(Bloomberg) -- Profits at industrial firms in China plunged in the first two months of the year as factories had yet to fully recover from a Covid-induced slump and prices continued to decline.

Industrial profits in the January-February period dropped 22.9% from a year earlier, the National Bureau of Statistics said Monday. For the entirety of 2022, profits declined 4% from the prior year. 

“Even though industrial production rebounded, market demand hadn’t recovered completely,” NBS statistician Sun Xiao said in a statement accompanying the data. Sun added that the decline in revenue was greater than the drop in costs, weighing on gross corporate profits.

Foreign firms continued to lag behind others, with profits plummeting 35.7% in the first two months of the year from the same time a year prior. That compared to a drop of 9.5% for all of 2022. Profits at private firms fell 19.9% in the January-February period, while those at state-owned enterprises declined 17.5%.

The plunge in profits came despite data earlier this month showing industrial output rebounded in the first two months of the year to 2.4% after Covid restrictions were scrapped and as a wave of infections subsided. Producer deflation, though, deepened in February as commodity costs softened, a sign that some factories are cutting prices, resulting in falling revenue and smaller profits.

“Firms were not able to pass on the higher costs to downstream users as demand has yet to recover fully,” said Michelle Lam, Greater China economist at Societe Generale SA.

Monday marked the first time China reported profit data in 2023. The first two months of the year are typically combined to account for distortion effects because of the Lunar New Year holiday, which can fall in either month. Officials have not released single-month data for profits since last June. 

What Bloomberg Economics Says ... 

“We expected China’s industrial profits to post a smaller drop in the first two months of 2023 compared with 2022. Turns out, they cratered, with a 22.9% plunge. Clearly, the reopening lift to activity hasn’t yet done much for the bottom line. It will take more time for demand and confidence to strengthen.”

— Eric Zhu, economist

Read the full report here.

The economic recovery still faces headwinds from higher-than-expected unemployment and a continued slump in real estate investment — as well as an uncertain global environment that may weigh on demand for Chinese exports, which are already under pressure.

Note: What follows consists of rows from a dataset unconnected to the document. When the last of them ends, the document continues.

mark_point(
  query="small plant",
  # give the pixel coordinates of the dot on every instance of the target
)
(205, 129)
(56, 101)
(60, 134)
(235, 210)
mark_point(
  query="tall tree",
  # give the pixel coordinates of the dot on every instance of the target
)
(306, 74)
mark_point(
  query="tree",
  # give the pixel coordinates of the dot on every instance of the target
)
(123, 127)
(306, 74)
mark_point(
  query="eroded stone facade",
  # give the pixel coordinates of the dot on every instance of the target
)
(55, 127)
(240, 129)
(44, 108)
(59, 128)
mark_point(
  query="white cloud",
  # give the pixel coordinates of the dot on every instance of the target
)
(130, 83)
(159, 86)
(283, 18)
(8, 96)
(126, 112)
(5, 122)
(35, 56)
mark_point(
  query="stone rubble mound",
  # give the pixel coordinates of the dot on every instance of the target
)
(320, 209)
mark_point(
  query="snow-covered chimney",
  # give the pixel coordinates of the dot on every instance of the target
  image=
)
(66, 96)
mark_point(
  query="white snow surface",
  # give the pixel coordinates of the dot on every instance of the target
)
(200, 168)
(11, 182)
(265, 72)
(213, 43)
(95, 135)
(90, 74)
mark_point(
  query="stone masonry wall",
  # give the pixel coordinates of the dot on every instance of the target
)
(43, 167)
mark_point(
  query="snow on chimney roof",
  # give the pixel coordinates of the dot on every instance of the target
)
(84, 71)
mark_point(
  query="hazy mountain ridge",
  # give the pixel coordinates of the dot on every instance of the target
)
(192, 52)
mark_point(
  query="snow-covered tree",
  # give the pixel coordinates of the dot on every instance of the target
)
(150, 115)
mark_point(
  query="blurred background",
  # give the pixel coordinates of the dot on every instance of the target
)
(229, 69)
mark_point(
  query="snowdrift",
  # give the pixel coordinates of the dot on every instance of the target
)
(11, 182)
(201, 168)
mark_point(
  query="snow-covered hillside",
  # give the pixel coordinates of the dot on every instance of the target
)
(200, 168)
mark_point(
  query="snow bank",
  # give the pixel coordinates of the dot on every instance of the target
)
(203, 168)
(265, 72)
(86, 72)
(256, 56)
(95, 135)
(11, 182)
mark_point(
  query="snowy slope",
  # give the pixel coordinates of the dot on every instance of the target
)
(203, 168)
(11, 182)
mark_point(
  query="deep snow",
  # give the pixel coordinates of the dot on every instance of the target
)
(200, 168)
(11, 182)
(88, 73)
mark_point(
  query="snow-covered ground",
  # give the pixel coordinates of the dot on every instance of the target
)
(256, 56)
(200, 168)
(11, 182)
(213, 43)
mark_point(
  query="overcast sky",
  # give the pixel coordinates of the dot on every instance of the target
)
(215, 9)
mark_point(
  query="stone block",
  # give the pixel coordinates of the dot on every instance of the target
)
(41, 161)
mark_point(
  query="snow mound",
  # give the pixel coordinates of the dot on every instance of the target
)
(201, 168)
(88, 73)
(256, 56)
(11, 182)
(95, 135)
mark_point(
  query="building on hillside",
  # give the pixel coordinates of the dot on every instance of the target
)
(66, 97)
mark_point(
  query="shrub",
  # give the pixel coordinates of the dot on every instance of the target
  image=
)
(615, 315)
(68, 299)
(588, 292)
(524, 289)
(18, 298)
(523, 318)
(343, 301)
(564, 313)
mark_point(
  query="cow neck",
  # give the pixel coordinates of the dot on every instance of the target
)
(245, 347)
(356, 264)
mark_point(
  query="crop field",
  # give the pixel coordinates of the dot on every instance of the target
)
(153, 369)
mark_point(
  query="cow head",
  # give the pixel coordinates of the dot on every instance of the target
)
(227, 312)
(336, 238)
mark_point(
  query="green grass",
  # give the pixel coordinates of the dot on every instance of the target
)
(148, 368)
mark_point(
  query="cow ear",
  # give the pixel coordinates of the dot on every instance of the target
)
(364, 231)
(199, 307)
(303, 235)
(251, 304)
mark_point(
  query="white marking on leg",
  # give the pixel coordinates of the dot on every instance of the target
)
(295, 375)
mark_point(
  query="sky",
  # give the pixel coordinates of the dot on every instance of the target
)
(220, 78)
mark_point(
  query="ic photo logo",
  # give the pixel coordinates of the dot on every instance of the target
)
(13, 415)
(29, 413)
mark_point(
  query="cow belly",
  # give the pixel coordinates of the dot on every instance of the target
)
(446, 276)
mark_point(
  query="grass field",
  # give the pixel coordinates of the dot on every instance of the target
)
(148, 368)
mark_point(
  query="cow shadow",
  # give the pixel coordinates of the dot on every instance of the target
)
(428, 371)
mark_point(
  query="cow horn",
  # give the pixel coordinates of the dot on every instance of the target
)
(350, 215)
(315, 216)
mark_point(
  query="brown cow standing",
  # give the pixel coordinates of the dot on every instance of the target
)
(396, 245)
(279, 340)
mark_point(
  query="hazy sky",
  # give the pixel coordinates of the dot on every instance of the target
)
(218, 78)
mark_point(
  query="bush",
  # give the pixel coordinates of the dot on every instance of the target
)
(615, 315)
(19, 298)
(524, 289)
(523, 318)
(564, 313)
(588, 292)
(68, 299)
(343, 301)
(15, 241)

While China’s industrial production will “rebound,” according to Xing Zhaopeng, senior China strategist at Australia & New Zealand Banking Group Ltd., “the prices will continue to be impacted by global central banks’ tightening monetary policies.” Xing added that the decline in industrial profit growth is expected to “narrow markedly going forward.”

Beijing is counting on a rebound in domestic investment and consumer demand to meet its economic growth target of about 5% this year. Economists surveyed by Bloomberg expect the economy to grow 5.3% this year.